Mutai had hoped to break Patrick Makau’s world record today (2:03:38), and with a halfway split of 1:02:12 he was on target to do so with a 34-second negative split. Indeed, Mutai and Kimetto hit the 40K split in 1:57:22, just seven seconds off of Makau’s time at the same point last year. However, the pair quickly turned their attention away from the clock and to each other, and the record slipped away.

Nonetheless, with the 25 World Marathon Majors points he earned for his victory today, Mutai now has 75 points in the 2011/2012 points chase providing a 35-point margin over four men who are tied for second with 40. Of the four, both both Wesley Korir and Moses Mosop are running fall Majors –Chicago and New York, respectively– but victories would only get them to 65 points, 10 shy of Mutai.

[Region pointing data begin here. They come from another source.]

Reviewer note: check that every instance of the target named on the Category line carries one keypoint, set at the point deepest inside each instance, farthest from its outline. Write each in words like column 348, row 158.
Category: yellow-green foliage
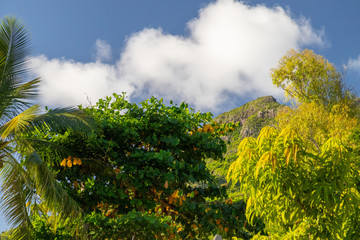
column 301, row 178
column 308, row 77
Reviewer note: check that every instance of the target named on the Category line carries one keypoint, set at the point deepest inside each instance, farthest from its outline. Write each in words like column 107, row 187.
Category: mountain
column 252, row 117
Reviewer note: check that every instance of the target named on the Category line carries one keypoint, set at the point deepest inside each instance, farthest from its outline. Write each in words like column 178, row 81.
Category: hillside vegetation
column 250, row 118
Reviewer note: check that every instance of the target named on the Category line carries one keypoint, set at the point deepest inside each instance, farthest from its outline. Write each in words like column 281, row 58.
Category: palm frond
column 14, row 49
column 20, row 122
column 50, row 191
column 14, row 91
column 16, row 192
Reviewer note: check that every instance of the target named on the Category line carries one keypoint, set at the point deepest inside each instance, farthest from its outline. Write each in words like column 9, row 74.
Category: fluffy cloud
column 227, row 55
column 354, row 64
column 103, row 50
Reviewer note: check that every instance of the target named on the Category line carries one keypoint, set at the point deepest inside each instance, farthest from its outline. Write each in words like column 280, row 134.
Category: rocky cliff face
column 252, row 116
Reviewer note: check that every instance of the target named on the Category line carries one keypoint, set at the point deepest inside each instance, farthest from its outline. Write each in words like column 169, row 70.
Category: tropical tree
column 144, row 175
column 301, row 178
column 25, row 177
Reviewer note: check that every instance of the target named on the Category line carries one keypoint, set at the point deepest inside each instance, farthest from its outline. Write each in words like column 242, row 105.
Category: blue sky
column 216, row 55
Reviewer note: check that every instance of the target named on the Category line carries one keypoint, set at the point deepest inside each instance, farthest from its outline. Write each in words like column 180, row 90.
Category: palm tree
column 24, row 174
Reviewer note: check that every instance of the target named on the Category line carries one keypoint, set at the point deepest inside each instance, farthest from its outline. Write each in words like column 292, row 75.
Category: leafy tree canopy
column 146, row 167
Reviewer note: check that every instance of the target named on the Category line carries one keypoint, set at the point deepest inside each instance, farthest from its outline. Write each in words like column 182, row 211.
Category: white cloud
column 103, row 50
column 354, row 64
column 228, row 52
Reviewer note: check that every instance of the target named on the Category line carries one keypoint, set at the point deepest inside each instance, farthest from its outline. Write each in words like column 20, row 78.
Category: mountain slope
column 252, row 117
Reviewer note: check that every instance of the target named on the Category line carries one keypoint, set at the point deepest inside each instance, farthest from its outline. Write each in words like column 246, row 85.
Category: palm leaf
column 50, row 191
column 14, row 93
column 19, row 123
column 16, row 192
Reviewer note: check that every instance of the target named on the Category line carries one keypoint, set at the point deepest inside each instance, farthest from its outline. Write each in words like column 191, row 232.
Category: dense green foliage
column 146, row 167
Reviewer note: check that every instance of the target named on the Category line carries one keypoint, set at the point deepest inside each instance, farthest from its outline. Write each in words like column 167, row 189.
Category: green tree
column 25, row 177
column 301, row 177
column 307, row 77
column 146, row 168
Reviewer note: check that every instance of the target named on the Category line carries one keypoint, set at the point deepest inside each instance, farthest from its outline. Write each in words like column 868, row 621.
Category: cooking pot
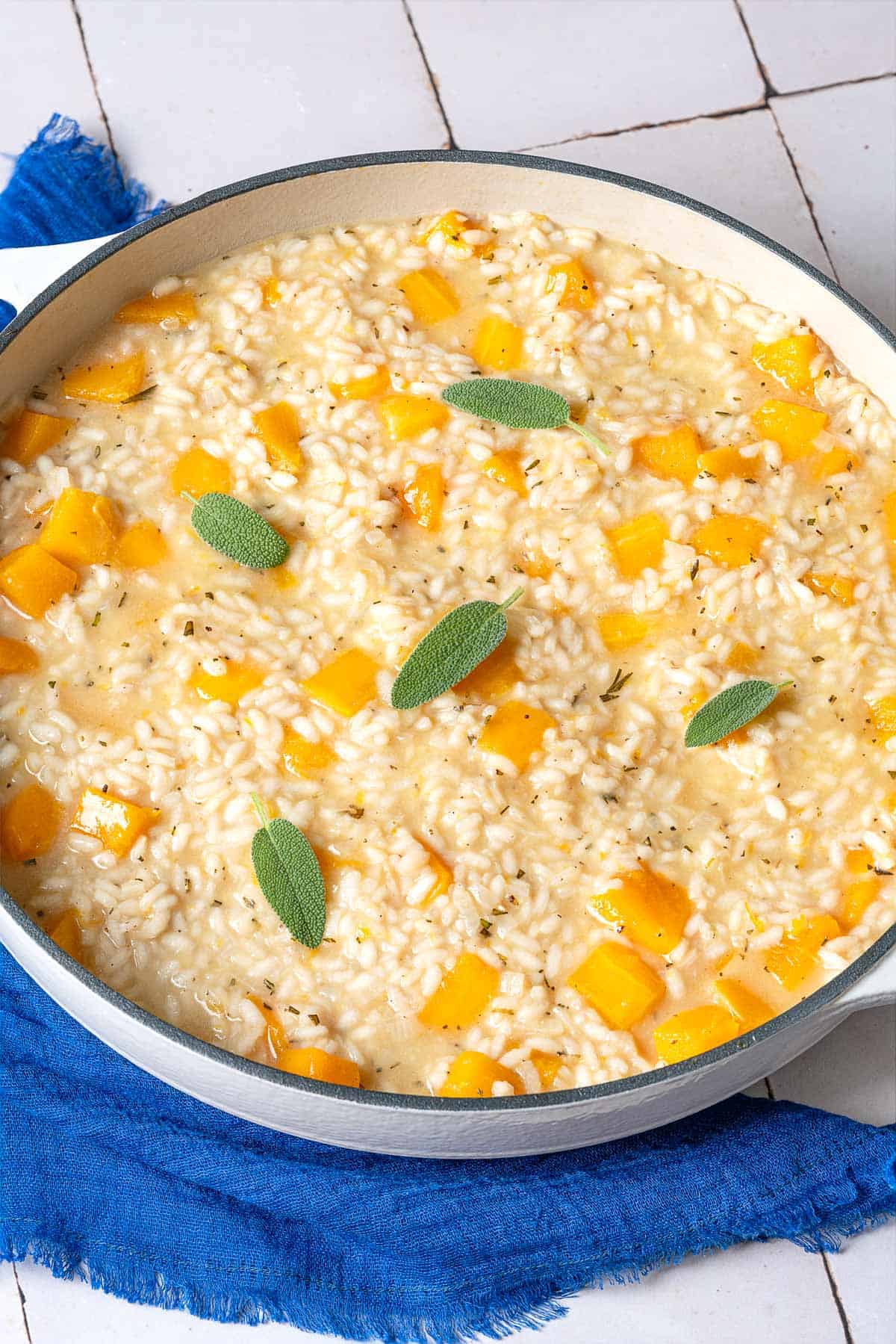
column 107, row 273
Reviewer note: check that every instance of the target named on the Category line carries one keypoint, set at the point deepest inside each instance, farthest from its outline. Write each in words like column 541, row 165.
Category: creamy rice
column 433, row 847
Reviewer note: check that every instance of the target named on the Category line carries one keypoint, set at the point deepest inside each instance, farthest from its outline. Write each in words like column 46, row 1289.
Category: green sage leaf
column 731, row 710
column 237, row 531
column 289, row 876
column 453, row 648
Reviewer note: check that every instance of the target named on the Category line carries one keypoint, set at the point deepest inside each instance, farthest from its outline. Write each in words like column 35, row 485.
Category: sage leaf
column 289, row 876
column 237, row 531
column 731, row 710
column 452, row 649
column 507, row 401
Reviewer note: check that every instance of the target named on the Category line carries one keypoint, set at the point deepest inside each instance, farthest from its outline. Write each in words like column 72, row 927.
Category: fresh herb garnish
column 237, row 531
column 516, row 405
column 290, row 876
column 731, row 710
column 453, row 648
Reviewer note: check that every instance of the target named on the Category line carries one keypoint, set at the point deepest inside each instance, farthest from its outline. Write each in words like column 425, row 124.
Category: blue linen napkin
column 111, row 1175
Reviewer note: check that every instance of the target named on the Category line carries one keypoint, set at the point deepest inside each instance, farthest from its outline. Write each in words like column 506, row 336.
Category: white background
column 780, row 112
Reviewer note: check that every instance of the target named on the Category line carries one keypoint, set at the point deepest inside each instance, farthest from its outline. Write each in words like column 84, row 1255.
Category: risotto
column 531, row 882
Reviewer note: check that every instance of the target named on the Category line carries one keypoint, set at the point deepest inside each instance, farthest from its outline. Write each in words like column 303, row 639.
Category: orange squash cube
column 464, row 995
column 230, row 686
column 198, row 474
column 474, row 1074
column 31, row 580
column 429, row 296
column 638, row 545
column 81, row 530
column 574, row 282
column 140, row 546
column 107, row 382
column 788, row 361
column 116, row 822
column 618, row 984
column 514, row 731
column 671, row 456
column 179, row 307
column 505, row 469
column 791, row 960
column 794, row 427
column 497, row 343
column 425, row 498
column 648, row 908
column 30, row 434
column 346, row 684
column 692, row 1032
column 729, row 539
column 16, row 656
column 321, row 1066
column 406, row 417
column 28, row 824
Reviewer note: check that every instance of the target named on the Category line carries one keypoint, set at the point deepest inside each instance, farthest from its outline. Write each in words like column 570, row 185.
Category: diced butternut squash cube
column 722, row 462
column 647, row 908
column 230, row 686
column 423, row 496
column 618, row 984
column 788, row 361
column 692, row 1032
column 505, row 469
column 671, row 456
column 794, row 427
column 795, row 957
column 140, row 546
column 623, row 629
column 320, row 1065
column 107, row 382
column 474, row 1074
column 16, row 656
column 28, row 824
column 363, row 388
column 497, row 343
column 743, row 1004
column 837, row 586
column 30, row 434
column 406, row 417
column 116, row 822
column 346, row 684
column 574, row 282
column 429, row 296
column 304, row 757
column 494, row 675
column 198, row 474
column 638, row 545
column 729, row 539
column 82, row 528
column 514, row 731
column 465, row 992
column 280, row 432
column 178, row 307
column 31, row 580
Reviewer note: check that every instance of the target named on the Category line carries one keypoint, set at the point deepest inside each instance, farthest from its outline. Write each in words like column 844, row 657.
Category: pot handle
column 25, row 272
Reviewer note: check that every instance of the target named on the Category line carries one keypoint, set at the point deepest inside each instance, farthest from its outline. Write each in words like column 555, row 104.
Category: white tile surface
column 205, row 92
column 844, row 144
column 519, row 74
column 696, row 159
column 803, row 43
column 43, row 72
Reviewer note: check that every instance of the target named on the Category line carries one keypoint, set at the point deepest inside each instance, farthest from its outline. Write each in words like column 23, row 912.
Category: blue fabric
column 108, row 1174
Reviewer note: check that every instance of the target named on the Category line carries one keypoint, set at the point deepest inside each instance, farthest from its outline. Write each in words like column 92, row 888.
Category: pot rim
column 408, row 1101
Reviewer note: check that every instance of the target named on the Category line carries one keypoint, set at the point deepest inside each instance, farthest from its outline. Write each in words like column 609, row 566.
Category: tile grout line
column 452, row 141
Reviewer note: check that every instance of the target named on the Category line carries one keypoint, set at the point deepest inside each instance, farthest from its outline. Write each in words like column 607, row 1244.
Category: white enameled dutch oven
column 395, row 186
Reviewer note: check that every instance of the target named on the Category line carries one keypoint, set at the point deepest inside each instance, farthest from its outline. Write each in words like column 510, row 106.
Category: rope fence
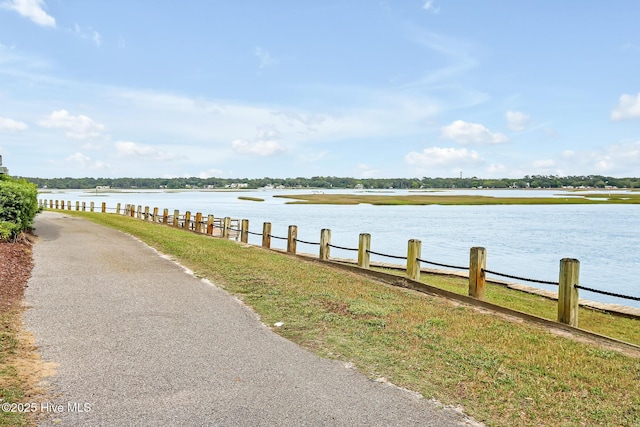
column 611, row 294
column 567, row 285
column 307, row 243
column 386, row 255
column 343, row 248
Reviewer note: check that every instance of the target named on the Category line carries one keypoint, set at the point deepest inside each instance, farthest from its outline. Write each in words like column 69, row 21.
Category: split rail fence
column 568, row 281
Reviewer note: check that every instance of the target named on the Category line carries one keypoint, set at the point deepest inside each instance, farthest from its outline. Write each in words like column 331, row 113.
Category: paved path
column 142, row 343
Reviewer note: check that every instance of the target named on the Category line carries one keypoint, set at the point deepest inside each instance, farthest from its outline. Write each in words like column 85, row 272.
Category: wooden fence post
column 477, row 276
column 210, row 225
column 325, row 241
column 198, row 222
column 244, row 231
column 364, row 245
column 567, row 292
column 226, row 227
column 414, row 249
column 187, row 220
column 266, row 235
column 292, row 239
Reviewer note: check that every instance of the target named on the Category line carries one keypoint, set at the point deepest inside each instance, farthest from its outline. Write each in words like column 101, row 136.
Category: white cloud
column 544, row 164
column 31, row 9
column 259, row 148
column 89, row 34
column 628, row 108
column 132, row 149
column 517, row 120
column 12, row 125
column 97, row 38
column 438, row 157
column 86, row 162
column 431, row 7
column 466, row 133
column 265, row 58
column 77, row 127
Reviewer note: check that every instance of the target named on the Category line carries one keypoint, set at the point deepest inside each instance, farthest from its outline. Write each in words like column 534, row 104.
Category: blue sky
column 342, row 88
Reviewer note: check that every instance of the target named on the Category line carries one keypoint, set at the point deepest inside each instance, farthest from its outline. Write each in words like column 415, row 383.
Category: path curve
column 140, row 343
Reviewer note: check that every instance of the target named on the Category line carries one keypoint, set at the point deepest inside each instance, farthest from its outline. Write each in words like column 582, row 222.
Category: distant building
column 3, row 170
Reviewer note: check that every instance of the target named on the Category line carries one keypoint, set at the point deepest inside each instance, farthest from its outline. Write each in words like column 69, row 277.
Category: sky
column 348, row 88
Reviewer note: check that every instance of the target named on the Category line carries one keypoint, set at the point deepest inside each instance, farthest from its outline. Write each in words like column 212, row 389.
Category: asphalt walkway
column 139, row 342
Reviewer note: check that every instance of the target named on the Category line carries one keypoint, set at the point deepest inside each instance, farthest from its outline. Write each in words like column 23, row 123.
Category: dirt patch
column 16, row 263
column 22, row 371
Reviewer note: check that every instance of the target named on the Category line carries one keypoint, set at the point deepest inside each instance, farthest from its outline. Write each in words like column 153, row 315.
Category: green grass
column 502, row 373
column 354, row 199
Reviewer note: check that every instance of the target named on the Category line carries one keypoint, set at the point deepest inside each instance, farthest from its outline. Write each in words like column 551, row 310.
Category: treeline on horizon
column 534, row 181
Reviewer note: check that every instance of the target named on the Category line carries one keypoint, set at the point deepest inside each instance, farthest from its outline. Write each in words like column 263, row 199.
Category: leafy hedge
column 18, row 206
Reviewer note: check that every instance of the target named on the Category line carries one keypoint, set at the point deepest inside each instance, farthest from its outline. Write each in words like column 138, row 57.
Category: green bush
column 18, row 206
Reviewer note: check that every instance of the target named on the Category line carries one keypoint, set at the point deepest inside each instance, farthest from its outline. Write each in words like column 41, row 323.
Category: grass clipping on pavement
column 501, row 372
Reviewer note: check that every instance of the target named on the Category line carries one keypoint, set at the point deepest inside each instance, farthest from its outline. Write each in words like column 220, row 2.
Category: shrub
column 18, row 206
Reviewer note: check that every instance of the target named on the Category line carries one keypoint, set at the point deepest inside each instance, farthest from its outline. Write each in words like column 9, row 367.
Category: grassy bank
column 428, row 199
column 500, row 372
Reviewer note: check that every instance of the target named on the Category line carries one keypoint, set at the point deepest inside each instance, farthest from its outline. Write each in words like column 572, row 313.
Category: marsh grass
column 422, row 199
column 502, row 373
column 251, row 199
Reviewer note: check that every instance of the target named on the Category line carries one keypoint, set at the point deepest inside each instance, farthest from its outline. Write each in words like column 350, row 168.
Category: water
column 525, row 240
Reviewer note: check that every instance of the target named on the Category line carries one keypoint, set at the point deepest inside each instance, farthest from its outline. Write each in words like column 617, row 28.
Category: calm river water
column 526, row 241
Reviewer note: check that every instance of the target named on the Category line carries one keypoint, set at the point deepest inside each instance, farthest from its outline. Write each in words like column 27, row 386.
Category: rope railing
column 525, row 279
column 307, row 243
column 611, row 294
column 200, row 224
column 343, row 248
column 277, row 237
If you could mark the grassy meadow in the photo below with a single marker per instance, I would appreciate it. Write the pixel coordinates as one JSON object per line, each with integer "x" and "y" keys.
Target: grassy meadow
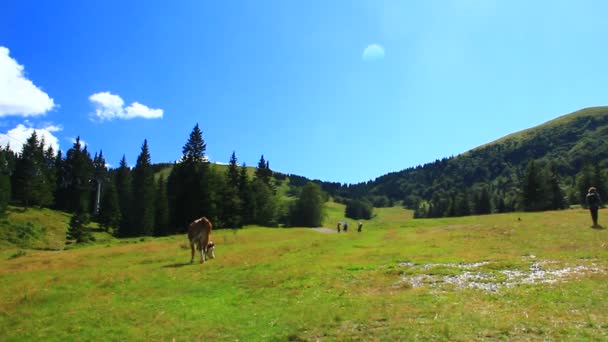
{"x": 299, "y": 284}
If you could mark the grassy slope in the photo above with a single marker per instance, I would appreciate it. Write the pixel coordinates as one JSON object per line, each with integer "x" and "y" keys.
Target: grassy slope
{"x": 291, "y": 284}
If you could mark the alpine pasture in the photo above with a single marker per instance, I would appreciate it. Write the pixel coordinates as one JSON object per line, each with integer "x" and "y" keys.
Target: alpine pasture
{"x": 400, "y": 279}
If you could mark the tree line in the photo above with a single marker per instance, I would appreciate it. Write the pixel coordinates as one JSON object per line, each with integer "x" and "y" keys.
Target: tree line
{"x": 140, "y": 201}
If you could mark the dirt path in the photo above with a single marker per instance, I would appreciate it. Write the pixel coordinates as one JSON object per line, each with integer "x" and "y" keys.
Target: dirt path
{"x": 325, "y": 230}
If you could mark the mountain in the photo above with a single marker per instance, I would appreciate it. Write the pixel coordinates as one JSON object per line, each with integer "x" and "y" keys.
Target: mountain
{"x": 568, "y": 143}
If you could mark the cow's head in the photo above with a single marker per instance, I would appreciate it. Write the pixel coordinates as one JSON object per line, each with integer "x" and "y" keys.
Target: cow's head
{"x": 211, "y": 249}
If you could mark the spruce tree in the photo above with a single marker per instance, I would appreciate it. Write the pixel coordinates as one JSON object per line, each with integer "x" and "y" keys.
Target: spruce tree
{"x": 124, "y": 191}
{"x": 5, "y": 182}
{"x": 78, "y": 171}
{"x": 584, "y": 181}
{"x": 60, "y": 182}
{"x": 189, "y": 191}
{"x": 161, "y": 207}
{"x": 264, "y": 204}
{"x": 109, "y": 211}
{"x": 77, "y": 229}
{"x": 534, "y": 194}
{"x": 263, "y": 172}
{"x": 143, "y": 193}
{"x": 308, "y": 210}
{"x": 231, "y": 206}
{"x": 557, "y": 197}
{"x": 50, "y": 176}
{"x": 98, "y": 181}
{"x": 483, "y": 203}
{"x": 29, "y": 178}
{"x": 246, "y": 196}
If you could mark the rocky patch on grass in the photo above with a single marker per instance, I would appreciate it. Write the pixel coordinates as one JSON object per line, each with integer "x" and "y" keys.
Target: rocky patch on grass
{"x": 474, "y": 275}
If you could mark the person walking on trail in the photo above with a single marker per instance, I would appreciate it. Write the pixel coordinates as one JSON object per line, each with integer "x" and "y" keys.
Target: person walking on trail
{"x": 594, "y": 202}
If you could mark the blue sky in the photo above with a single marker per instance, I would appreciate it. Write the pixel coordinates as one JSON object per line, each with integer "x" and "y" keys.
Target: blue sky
{"x": 340, "y": 91}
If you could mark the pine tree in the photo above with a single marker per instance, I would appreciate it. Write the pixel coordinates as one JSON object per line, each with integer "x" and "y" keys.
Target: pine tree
{"x": 265, "y": 204}
{"x": 143, "y": 193}
{"x": 5, "y": 181}
{"x": 584, "y": 181}
{"x": 124, "y": 191}
{"x": 246, "y": 196}
{"x": 263, "y": 172}
{"x": 162, "y": 209}
{"x": 483, "y": 204}
{"x": 599, "y": 180}
{"x": 463, "y": 206}
{"x": 78, "y": 170}
{"x": 189, "y": 191}
{"x": 231, "y": 206}
{"x": 308, "y": 210}
{"x": 109, "y": 211}
{"x": 78, "y": 230}
{"x": 60, "y": 182}
{"x": 99, "y": 179}
{"x": 557, "y": 197}
{"x": 534, "y": 197}
{"x": 29, "y": 178}
{"x": 50, "y": 176}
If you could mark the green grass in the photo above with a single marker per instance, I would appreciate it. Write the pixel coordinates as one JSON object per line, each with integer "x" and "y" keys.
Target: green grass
{"x": 299, "y": 284}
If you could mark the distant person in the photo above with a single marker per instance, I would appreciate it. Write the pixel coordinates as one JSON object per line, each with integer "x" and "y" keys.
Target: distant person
{"x": 594, "y": 202}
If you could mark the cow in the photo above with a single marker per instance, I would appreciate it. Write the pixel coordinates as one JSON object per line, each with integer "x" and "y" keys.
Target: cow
{"x": 198, "y": 234}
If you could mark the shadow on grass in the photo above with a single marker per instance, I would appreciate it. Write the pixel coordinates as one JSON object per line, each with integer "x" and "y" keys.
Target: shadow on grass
{"x": 179, "y": 264}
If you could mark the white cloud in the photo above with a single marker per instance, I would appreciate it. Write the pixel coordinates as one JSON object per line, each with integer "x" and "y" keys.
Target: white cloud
{"x": 18, "y": 95}
{"x": 373, "y": 52}
{"x": 17, "y": 136}
{"x": 136, "y": 109}
{"x": 109, "y": 106}
{"x": 82, "y": 142}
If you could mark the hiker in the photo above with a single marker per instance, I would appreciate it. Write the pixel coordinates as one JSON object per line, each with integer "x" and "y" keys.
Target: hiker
{"x": 593, "y": 202}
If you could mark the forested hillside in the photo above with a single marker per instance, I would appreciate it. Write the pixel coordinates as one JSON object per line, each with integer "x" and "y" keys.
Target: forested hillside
{"x": 565, "y": 155}
{"x": 147, "y": 199}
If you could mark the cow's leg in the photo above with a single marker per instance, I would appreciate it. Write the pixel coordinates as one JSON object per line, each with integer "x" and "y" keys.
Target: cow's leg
{"x": 192, "y": 254}
{"x": 202, "y": 250}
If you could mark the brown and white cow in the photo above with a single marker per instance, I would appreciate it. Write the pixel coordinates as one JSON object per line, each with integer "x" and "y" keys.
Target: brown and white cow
{"x": 198, "y": 234}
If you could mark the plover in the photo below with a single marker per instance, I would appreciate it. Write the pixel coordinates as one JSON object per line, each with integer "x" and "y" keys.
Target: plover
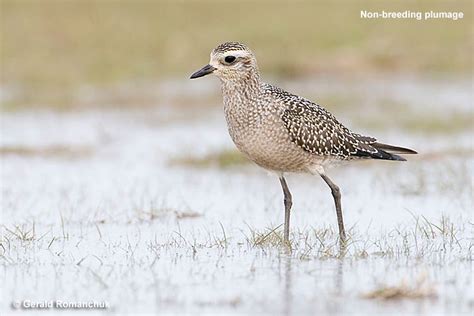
{"x": 283, "y": 132}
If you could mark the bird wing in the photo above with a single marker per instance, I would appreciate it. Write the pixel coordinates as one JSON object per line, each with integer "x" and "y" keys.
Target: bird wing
{"x": 317, "y": 131}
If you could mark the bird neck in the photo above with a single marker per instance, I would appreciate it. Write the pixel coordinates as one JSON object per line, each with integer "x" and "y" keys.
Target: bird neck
{"x": 242, "y": 88}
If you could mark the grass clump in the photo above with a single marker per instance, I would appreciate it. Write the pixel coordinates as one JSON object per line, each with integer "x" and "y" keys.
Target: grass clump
{"x": 223, "y": 159}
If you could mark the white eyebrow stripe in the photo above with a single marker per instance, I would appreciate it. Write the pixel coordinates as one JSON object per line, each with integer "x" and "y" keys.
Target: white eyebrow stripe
{"x": 236, "y": 53}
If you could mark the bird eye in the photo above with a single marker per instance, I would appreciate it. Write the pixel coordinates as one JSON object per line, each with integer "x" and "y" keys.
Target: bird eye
{"x": 229, "y": 59}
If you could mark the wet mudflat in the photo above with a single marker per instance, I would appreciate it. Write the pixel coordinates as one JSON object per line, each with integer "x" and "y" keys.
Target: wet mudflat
{"x": 152, "y": 211}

While it is mathematically possible for Korir to win Chicago on October 7, then come back and run New York on November 4 where finishing first or second would put him past Mutai, that is extremely unlikely.

In the women’s contest, Ethiopians Aberu Kebede and Tsegaye Beyene Tirfi finished 1-2 in 2:20:30 and 2:21:19, respectively. Ukraine’s Olena Shurhno finished third in 2:23:32.

For German athletes, former European 10,000m champion Jan Fitschen was the top finisher in 14th place, clocking a personal best 2:13:10. Anna Hahner was the top home-country woman in 2:30:37 in 8th place. The last German to win the BMW Berlin Marathon was Irina Mikitenko in 2008.